Like Emily Dickinson, Carrie’s structural poetics and idiosyncrasies are not dedicated to discussing experiences that are hers alone; these experiences become shared, with Carrie writing: “How A Woman? / How a Woman / A Privacy? / How A Privacy / If it’s Already / So Alien? / If She’s Already / An Alien?” The backslash allows us to see a gendered separation and dividing line. It is a wall; however, we can also see over that divide and recognize the binary shown by the slash.
Susan Howe says in an interview: “If you are a woman, archives hold perpetual ironies. Because the gaps and silences are where you find yourself.” It is within these gaps and blank spaces that Carrie’s book moves through a masculine canon it spits on and rejects:
“But I don’t / own my preceding / I don’t collaborate with murderers / I don’t own the letters I write to you / but I do know something about being flooded with interconnectivity, about sensing your movements from far away”
This is another of the book’s paradoxes, one of its central boundaries being untied from its status as “boundary” and hindrance. There is the acknowledgement of “how A power / how A female power must repeat A thing / so intensely / in order to be heard / in order to be regarded.” The book needs to be a tangled garden, a Bernadette Mayer line in which a flower screams / in which the house becomes a midwinter dream in a day. In which the poem is never owned by maleness, masculinity, or men. The book reveals the neck of a woman, her hair held aloft by a[nother’s] hand. Carrie claims:
“ ‘I hate the men who made me hate Bishop,’ I tell N
at the breakfast table. What I mean is, upholding Bishop
and her odd, intense work as a paragon of tradition, / as a
reason to reject incorporating emerging notions of
language’s alive-ness into our study of language, / as a
reason I should reject myself, / is despicable…”
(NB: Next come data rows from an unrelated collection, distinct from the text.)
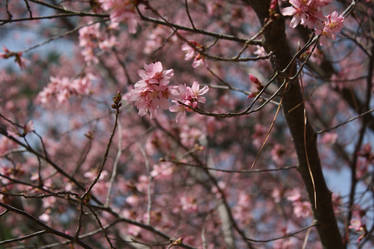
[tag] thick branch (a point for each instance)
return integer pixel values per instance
(303, 134)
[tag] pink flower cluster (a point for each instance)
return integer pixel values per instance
(190, 53)
(188, 96)
(309, 14)
(121, 10)
(17, 57)
(333, 25)
(305, 12)
(152, 92)
(62, 88)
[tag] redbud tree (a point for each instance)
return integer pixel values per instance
(186, 124)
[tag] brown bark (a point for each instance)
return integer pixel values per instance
(275, 40)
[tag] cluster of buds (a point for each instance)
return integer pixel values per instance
(117, 101)
(258, 86)
(17, 57)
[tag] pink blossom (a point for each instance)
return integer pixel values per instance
(356, 225)
(188, 203)
(189, 52)
(302, 209)
(198, 61)
(305, 12)
(189, 96)
(151, 93)
(278, 153)
(329, 138)
(333, 25)
(294, 195)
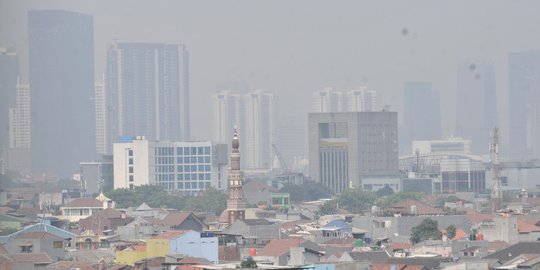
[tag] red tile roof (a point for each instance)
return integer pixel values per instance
(85, 202)
(36, 258)
(278, 247)
(527, 227)
(404, 207)
(475, 218)
(38, 235)
(170, 234)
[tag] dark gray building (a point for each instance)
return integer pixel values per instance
(61, 72)
(524, 104)
(476, 103)
(344, 147)
(422, 117)
(147, 86)
(97, 176)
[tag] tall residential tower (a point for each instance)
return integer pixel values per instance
(61, 73)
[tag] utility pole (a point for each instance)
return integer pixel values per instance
(496, 193)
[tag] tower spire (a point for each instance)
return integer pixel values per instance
(236, 204)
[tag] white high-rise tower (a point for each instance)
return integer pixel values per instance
(259, 128)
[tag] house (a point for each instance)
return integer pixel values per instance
(290, 251)
(81, 208)
(179, 221)
(254, 231)
(510, 253)
(411, 207)
(38, 227)
(105, 222)
(190, 243)
(26, 261)
(38, 242)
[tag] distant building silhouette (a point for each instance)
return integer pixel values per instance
(61, 73)
(328, 100)
(9, 72)
(422, 117)
(147, 88)
(524, 104)
(259, 129)
(345, 147)
(476, 103)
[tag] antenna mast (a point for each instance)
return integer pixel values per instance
(496, 193)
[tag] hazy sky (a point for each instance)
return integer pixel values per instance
(293, 48)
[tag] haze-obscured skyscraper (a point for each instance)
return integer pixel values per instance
(328, 100)
(9, 72)
(147, 85)
(422, 117)
(524, 104)
(345, 147)
(259, 129)
(362, 100)
(61, 74)
(227, 112)
(100, 109)
(476, 103)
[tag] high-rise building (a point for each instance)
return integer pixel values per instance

Elizabeth Bishop becomes, for Carrie, a poetic example of a woman falsely used to uphold a kind of canonical misogyny, and the horror in that Bishop incorporated those boundaries into her poetry – “because men are part of what / made Bishop hate herself.” And so hinging on the possibilities and impossibilities provided by boundaries: whether these are the covers of a book and its inevitable ending or “the body” – “Where is the vernacular for body?” Carrie asks – as a [gendered] boundary. To acknowledge these boundaries and to not reject the self; to continue the messy movement of “A LIVING” and “A CONSTANT RE-COLLECTION.” To be:
“continuous in how I question / in how I answer / in how I receive / in how I send it all to you. I want to be closer / to sensing the process of how it gets written down.”
The language’s “alive-ness” and its personality comes from Carrie’s direct encounter with living persons (represented throughout as individual letters: N, C, J, and so on), with herself, and with the reader. The book’s work is that of incorporation involving interconnectivity, the exchange of energies; it rebels against masculine erasure that solely permits a misogynistic literary canon. Edges that will not be softened and shaped. This being that will not be rejected. With a slash, to indicate a laying down / to show a broken line without breaking it.
“Last time you wrote to me, you said, How does it make you feel?”
I want this review to breathe fire because this book breathes fire. I want this review to be a monstrosity because this book is a monstrosity. I wanted to hold up a mirror to the book; perhaps I have only mirrored myself:
“I wrote this out of fear.
I wrote this out of fear that made me flourish”
All an attempt to communicate, so that “you write back to me.” To take out of the footnotes what becomes unjustly marginalized there. To “write in the margins.”
“ / Through a ghost of the book
/ Held together by a body
/ By its movement
/ By the form it
I read so I can write. Carrie Lorig’s The Pulp Vs. The Throne helps me live.